I was actually a little surprised his feeding was at six months because I thought it should be younger, but he had mastered the goals on the 3-6 month age and was only missing one goal in the next age bracket. His feeding has been a lot better, which I am attributing all to not having a cold. When this child has a cold, all bets are off. Just take off for the week because he won't eat food, won't have a bottle (although he ate enough to gain a pound in one week), drip from that nose 24/7. Now that he's not sick, he has been downing the bottles, eating some food, and chatting and attempting his half-smiles more often. He actually seemed to be almost laughing the other day when I kept kissing the back of his head.
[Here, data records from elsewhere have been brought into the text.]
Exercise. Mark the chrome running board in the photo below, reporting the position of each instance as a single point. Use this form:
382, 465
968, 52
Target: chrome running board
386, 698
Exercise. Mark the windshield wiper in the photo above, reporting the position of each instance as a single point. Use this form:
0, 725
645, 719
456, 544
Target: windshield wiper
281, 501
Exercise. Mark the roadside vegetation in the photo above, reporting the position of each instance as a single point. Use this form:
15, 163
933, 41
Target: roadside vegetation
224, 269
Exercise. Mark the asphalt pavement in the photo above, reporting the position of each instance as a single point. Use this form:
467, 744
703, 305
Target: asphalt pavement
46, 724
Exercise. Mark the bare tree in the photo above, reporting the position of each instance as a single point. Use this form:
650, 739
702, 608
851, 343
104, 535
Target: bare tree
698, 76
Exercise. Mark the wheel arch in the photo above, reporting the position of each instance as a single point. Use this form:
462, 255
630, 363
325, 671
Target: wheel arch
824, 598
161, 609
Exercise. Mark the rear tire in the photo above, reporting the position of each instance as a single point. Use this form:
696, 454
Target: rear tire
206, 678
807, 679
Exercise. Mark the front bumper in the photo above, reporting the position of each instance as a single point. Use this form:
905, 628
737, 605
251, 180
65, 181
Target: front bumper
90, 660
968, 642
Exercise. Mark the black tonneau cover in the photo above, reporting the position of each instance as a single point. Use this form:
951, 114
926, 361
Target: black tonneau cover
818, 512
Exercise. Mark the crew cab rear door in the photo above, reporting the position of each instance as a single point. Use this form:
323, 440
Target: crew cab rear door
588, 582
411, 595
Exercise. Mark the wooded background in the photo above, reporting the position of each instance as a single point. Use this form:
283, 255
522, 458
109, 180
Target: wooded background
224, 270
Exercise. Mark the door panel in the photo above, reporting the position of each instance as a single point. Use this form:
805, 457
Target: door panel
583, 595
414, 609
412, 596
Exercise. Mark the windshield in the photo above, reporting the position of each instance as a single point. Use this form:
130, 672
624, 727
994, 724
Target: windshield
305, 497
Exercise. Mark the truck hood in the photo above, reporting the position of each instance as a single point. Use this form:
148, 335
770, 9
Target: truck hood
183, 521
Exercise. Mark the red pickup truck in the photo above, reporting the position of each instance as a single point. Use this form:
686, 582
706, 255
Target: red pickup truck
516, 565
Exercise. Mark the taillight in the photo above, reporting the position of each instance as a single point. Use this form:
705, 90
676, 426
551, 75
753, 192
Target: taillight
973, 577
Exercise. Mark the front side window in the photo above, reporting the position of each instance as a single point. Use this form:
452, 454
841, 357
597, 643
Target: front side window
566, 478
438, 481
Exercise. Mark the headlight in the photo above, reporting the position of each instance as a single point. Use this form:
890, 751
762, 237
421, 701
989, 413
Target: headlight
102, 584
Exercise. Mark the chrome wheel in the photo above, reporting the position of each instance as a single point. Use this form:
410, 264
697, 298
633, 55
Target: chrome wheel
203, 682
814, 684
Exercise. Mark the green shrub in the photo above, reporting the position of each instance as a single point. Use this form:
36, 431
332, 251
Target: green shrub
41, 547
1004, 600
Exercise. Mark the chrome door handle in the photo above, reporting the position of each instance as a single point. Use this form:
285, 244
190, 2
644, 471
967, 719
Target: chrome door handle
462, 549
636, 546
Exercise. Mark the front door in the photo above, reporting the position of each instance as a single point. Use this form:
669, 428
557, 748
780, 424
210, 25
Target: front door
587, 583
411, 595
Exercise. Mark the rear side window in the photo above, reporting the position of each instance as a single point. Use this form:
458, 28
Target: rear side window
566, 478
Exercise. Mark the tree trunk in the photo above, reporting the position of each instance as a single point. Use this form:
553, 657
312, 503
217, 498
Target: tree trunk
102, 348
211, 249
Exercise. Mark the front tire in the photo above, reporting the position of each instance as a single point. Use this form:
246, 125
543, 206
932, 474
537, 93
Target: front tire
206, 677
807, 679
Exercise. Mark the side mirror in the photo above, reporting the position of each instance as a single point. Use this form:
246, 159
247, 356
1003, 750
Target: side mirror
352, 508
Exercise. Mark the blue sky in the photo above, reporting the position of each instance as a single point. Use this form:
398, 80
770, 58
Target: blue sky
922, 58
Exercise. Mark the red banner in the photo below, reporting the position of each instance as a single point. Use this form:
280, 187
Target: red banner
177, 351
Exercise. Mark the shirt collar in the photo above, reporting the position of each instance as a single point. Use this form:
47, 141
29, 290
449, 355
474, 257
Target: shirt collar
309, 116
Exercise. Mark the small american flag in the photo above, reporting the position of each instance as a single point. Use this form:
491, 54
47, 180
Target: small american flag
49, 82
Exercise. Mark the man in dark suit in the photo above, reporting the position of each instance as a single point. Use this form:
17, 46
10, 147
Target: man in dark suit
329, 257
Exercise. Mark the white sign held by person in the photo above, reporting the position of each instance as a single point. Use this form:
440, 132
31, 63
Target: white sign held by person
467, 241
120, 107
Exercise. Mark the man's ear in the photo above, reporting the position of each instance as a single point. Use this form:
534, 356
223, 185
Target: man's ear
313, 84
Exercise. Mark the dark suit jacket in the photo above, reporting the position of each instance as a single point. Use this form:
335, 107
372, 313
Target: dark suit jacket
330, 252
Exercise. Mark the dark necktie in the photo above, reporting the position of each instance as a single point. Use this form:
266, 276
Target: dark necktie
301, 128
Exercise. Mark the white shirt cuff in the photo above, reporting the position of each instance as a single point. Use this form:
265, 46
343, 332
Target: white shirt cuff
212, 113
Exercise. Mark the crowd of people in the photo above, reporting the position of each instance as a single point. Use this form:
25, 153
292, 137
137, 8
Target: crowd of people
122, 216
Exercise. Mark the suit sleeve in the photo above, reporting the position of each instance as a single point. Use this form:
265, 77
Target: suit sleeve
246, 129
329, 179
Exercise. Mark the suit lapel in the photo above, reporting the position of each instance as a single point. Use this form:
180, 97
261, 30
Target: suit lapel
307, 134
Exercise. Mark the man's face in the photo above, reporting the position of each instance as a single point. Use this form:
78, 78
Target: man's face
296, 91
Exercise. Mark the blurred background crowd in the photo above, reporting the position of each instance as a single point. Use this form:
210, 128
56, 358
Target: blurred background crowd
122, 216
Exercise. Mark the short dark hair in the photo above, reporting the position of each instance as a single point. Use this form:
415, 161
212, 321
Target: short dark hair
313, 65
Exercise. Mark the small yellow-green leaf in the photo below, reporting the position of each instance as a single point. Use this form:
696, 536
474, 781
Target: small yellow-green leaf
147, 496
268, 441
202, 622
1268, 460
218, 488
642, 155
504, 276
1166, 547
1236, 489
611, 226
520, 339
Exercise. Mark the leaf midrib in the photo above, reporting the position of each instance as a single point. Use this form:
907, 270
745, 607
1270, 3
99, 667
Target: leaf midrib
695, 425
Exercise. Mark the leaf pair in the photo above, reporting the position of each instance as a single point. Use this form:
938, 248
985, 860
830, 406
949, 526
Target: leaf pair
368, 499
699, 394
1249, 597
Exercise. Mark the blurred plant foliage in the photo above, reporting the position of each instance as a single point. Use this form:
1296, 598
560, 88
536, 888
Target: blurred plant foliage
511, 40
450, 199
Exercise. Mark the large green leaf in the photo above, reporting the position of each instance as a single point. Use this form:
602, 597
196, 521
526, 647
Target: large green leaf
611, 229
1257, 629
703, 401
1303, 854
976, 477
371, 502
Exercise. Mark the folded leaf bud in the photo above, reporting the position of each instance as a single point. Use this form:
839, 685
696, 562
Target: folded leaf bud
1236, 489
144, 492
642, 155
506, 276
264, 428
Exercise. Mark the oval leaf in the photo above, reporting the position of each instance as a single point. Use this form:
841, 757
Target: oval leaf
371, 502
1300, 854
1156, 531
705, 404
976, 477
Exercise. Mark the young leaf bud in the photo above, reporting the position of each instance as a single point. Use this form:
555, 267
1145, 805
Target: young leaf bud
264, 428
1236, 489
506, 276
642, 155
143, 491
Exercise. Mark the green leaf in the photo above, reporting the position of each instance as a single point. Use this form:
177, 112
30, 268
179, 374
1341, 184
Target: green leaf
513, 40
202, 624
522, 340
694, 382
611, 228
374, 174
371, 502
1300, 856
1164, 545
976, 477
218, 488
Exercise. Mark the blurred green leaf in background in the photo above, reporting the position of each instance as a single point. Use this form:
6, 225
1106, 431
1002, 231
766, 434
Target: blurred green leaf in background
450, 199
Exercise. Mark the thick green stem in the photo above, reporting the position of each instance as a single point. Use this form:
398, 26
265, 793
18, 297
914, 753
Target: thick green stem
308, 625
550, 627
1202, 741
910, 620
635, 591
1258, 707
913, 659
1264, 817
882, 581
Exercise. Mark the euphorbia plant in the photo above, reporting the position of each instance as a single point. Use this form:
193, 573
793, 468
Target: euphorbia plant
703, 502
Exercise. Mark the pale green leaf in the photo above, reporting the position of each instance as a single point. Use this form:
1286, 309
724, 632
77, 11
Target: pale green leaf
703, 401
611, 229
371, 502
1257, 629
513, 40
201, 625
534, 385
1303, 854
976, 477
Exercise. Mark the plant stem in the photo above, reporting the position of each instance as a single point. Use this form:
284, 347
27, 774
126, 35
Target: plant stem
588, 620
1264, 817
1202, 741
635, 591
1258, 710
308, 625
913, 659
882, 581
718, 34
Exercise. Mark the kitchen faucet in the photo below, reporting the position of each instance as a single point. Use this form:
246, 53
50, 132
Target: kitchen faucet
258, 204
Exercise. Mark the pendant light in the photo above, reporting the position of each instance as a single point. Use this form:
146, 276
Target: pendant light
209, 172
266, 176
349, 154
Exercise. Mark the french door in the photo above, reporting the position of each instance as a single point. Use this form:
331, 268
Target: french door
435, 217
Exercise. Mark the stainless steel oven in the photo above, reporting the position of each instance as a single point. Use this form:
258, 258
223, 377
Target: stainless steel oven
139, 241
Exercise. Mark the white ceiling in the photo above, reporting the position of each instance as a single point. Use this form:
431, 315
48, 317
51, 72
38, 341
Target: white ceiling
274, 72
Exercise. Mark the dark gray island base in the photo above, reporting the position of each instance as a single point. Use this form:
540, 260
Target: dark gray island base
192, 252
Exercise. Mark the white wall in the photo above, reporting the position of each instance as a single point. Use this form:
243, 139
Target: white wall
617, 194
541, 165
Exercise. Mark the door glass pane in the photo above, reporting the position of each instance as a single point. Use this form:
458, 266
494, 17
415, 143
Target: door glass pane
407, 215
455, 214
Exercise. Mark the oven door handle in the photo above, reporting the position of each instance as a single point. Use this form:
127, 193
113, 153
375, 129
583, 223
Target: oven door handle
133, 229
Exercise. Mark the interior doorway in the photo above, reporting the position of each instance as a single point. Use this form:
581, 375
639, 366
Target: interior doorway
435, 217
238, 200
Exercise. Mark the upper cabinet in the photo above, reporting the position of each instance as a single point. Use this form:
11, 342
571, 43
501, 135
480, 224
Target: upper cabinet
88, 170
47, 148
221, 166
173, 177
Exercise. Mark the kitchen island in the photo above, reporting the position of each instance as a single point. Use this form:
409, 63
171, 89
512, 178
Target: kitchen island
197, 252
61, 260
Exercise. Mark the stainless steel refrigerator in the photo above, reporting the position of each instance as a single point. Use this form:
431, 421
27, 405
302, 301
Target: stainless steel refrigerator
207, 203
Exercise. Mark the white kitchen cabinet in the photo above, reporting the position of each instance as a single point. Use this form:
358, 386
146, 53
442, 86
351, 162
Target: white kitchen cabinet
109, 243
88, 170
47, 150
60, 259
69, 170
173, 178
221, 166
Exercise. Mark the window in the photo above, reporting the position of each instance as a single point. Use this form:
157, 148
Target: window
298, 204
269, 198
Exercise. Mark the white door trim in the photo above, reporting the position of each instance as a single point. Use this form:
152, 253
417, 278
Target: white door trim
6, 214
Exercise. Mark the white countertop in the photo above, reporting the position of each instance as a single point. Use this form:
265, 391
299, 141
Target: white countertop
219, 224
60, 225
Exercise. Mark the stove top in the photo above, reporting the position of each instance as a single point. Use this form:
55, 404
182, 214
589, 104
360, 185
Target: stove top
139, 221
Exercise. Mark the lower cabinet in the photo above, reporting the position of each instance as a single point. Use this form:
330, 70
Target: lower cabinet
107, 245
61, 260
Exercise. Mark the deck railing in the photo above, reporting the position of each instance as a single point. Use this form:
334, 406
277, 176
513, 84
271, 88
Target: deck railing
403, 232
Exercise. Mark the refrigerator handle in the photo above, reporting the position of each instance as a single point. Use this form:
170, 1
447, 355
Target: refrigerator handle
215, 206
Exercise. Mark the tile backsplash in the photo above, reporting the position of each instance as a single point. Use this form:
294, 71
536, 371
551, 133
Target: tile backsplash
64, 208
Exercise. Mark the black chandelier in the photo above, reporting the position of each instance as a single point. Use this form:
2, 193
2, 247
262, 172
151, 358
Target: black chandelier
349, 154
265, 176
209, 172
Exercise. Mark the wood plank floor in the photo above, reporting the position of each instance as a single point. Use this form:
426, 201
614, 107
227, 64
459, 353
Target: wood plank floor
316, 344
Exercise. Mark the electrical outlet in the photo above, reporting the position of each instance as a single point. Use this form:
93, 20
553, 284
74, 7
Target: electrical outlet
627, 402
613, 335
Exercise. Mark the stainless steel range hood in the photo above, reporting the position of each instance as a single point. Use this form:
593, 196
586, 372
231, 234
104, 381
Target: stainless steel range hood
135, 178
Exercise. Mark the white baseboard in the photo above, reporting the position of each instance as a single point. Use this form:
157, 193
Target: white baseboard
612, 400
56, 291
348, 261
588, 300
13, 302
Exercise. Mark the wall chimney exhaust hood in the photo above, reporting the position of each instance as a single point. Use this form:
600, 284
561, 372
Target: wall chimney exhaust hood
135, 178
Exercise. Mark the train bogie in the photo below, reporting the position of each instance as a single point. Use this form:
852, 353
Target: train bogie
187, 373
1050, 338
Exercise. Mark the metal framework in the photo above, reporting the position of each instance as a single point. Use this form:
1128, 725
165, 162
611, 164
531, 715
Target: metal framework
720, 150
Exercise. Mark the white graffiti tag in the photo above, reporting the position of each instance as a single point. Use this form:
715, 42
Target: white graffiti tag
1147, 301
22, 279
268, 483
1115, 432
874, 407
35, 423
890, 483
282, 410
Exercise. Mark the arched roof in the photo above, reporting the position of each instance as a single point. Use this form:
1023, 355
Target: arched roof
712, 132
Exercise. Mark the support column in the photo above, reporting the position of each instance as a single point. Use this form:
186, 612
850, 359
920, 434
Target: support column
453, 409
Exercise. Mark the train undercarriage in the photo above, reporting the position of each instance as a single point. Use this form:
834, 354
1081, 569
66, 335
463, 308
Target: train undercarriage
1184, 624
We are also still taking the Prevacid. We were taking one tablet every morning but now we are taking 1/2 tablet in the morning and 1/2 tablet in the evening. Both ways last 24 hours. I am not sold that it is working, but since it is not hurting I am going to keep at it another month.
We are all really pleased with Brady's progress and the assessment. His OT is off on maternity leave after tomorrow, but I opted not to get a new OT. She is going to call in and we'll see her once a month. She is fabulous and very knowledgable and I would hate the idea of breaking someone new in. We're going to start going to a playgroup sponsored by Early Intervention so that will replace the hour we had OT. The playgroup is in the 9-to-12 month age range, which is applicable for him. Hopefully we will like it and get to know a few others in the local area in similar situations.
I feel really good about the assessment - I feel like Brady is on a path and we're working it right. His personality is starting to show through a little more and I can't wait to see what a cute little bugger he is going to be.